When making payments or recording transfers, it is important to ensure that they are recorded once and only once -- even if some parts of the system fail during the transaction.

There are some subtle gotchas to avoid, so this page describes how to submit events -- and especially transfers -- reliably.

The App or Browser Should Generate the ID

Transfers and Accounts carry an id field that is used as an idempotency key to ensure the same object is not created twice.
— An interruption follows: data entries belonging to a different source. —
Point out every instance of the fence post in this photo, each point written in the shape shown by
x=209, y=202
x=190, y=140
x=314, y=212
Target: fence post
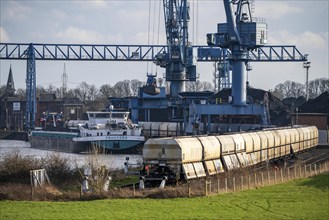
x=225, y=184
x=274, y=176
x=134, y=192
x=300, y=171
x=189, y=190
x=268, y=178
x=295, y=172
x=248, y=181
x=206, y=185
x=315, y=169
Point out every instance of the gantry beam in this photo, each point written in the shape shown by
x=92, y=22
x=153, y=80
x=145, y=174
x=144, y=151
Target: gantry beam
x=91, y=52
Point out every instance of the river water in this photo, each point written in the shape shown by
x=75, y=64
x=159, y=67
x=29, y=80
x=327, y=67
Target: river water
x=111, y=161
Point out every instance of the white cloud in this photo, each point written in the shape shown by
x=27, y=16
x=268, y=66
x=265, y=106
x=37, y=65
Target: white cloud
x=78, y=35
x=74, y=35
x=16, y=11
x=4, y=37
x=275, y=10
x=307, y=39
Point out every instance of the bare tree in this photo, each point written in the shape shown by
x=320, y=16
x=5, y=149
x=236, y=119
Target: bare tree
x=317, y=87
x=207, y=86
x=135, y=85
x=82, y=91
x=122, y=88
x=161, y=81
x=290, y=89
x=194, y=86
x=21, y=93
x=92, y=94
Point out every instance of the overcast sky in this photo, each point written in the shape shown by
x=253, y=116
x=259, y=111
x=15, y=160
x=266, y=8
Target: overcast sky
x=303, y=23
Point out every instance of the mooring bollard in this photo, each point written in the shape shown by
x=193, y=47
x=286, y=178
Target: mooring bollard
x=134, y=192
x=225, y=184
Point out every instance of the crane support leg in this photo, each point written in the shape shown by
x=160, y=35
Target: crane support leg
x=30, y=89
x=239, y=79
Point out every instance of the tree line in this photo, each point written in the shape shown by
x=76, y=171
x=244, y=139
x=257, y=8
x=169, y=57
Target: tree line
x=89, y=93
x=294, y=89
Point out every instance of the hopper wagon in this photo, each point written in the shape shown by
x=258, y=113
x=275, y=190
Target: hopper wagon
x=175, y=159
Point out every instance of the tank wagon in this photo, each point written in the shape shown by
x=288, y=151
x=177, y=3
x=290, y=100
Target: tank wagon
x=183, y=158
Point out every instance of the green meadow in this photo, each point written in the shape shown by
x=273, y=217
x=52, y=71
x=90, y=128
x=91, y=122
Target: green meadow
x=300, y=199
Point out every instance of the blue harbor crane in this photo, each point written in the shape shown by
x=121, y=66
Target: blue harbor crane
x=240, y=40
x=178, y=58
x=240, y=34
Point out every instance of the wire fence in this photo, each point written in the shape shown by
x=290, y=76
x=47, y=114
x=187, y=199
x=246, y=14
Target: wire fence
x=232, y=182
x=240, y=182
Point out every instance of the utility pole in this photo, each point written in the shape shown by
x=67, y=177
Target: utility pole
x=307, y=66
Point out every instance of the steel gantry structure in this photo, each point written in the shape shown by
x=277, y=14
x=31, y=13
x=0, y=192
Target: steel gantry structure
x=177, y=57
x=97, y=52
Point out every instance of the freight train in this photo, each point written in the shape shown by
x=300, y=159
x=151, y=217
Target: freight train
x=183, y=158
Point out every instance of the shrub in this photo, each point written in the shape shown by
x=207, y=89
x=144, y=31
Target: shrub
x=16, y=168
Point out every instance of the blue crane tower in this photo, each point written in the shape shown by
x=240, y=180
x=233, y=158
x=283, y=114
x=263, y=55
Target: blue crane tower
x=178, y=60
x=240, y=34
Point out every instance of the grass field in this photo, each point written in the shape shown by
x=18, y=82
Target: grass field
x=299, y=199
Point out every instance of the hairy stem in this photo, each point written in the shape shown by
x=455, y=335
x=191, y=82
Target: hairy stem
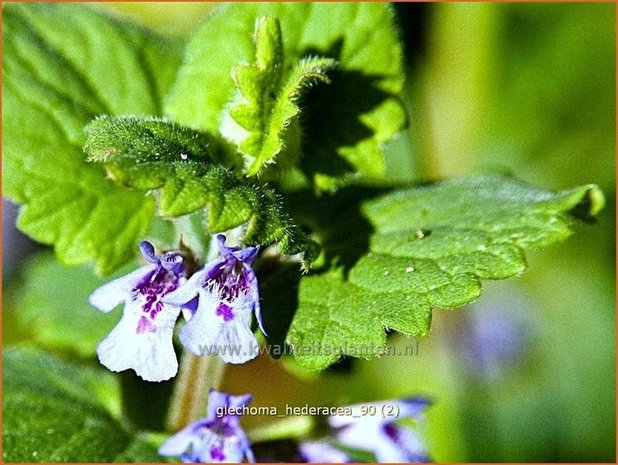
x=197, y=376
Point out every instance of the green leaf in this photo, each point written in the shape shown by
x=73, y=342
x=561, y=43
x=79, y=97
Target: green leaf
x=342, y=134
x=52, y=303
x=155, y=154
x=64, y=64
x=427, y=247
x=264, y=110
x=54, y=411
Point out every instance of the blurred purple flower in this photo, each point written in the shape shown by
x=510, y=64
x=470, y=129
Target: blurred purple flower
x=379, y=434
x=216, y=438
x=495, y=334
x=218, y=301
x=321, y=452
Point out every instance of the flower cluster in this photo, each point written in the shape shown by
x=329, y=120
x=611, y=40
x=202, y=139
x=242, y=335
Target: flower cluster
x=379, y=434
x=219, y=437
x=214, y=438
x=217, y=302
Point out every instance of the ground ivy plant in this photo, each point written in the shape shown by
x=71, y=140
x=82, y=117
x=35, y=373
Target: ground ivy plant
x=234, y=186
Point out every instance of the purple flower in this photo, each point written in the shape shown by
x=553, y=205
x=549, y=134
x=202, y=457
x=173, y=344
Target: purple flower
x=142, y=340
x=227, y=294
x=321, y=452
x=216, y=438
x=369, y=429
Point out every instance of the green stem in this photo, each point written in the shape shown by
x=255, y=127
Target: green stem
x=197, y=376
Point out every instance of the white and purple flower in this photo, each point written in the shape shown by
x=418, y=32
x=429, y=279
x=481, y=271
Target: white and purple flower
x=216, y=438
x=218, y=302
x=142, y=340
x=321, y=452
x=379, y=434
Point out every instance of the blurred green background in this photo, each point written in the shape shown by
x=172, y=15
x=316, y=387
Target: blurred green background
x=526, y=373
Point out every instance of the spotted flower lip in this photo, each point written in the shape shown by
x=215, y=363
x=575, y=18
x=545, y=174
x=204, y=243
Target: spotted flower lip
x=390, y=442
x=142, y=340
x=218, y=302
x=215, y=438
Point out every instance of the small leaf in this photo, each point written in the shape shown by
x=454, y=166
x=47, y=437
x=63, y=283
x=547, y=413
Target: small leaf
x=52, y=303
x=185, y=166
x=342, y=134
x=426, y=248
x=263, y=110
x=54, y=411
x=64, y=64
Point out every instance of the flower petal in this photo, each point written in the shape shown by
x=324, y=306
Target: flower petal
x=207, y=333
x=246, y=255
x=187, y=291
x=141, y=344
x=112, y=294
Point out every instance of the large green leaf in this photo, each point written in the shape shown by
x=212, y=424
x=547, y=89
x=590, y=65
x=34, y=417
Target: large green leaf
x=425, y=248
x=55, y=412
x=186, y=166
x=62, y=65
x=344, y=124
x=52, y=307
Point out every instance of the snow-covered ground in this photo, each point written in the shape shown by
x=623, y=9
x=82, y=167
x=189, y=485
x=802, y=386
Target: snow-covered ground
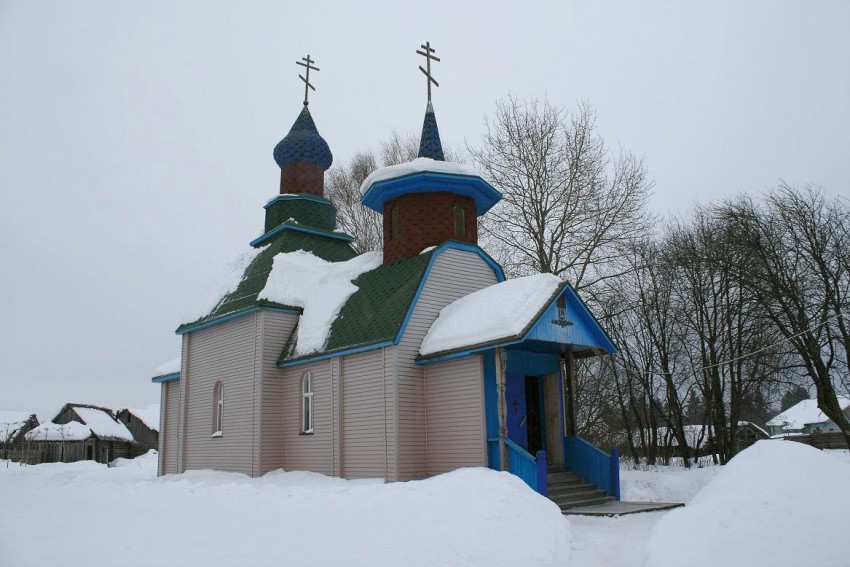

The client software, such as your app or web page, that the user interacts with should generate the id (not your API). This id should be persisted locally before submission, and the same id should be used for subsequent retries.

  1. User initiates a transfer.
  2. Client software (app, web page, etc) generates the transfer id.
  3. Client software persists the id in the app or browser local storage.
  4. Client software submits the transfer to your API service.
  5. API service includes the transfer in a request.
  6. TigerBeetle creates the transfer with the given id once and only once.
  7. TigerBeetle responds to the API service.
  8. The API service responds to the client software.

Handling Network Failures

The method described above handles various potential network failures. The request may be lost before it reaches the API service or before it reaches TigerBeetle. Or, the response may be lost on the way back from TigerBeetle.

Generating the id on the client side ensures that transfers can be safely retried. The app must use the same id each time the transfer is resent.

If the transfer was already created before and then retried, TigerBeetle will return the exists response code. If the transfer had not already been created, it will be created and return the ok.

Handling Client Software Restarts

The method described above also handles potential restarts of the app or browser while the request is in flight.

It is important to persist the id to local storage on the client's device before submitting the transfer. When the app or web page reloads, it should resubmit the transfer using the same id.

This ensures that the operation can be safely retried even if the client app or browser restarts before receiving the response to the operation. Similar to the case of a network failure, TigerBeetle will respond with the ok if a transfer is newly created and exists if an object with the same id was already created.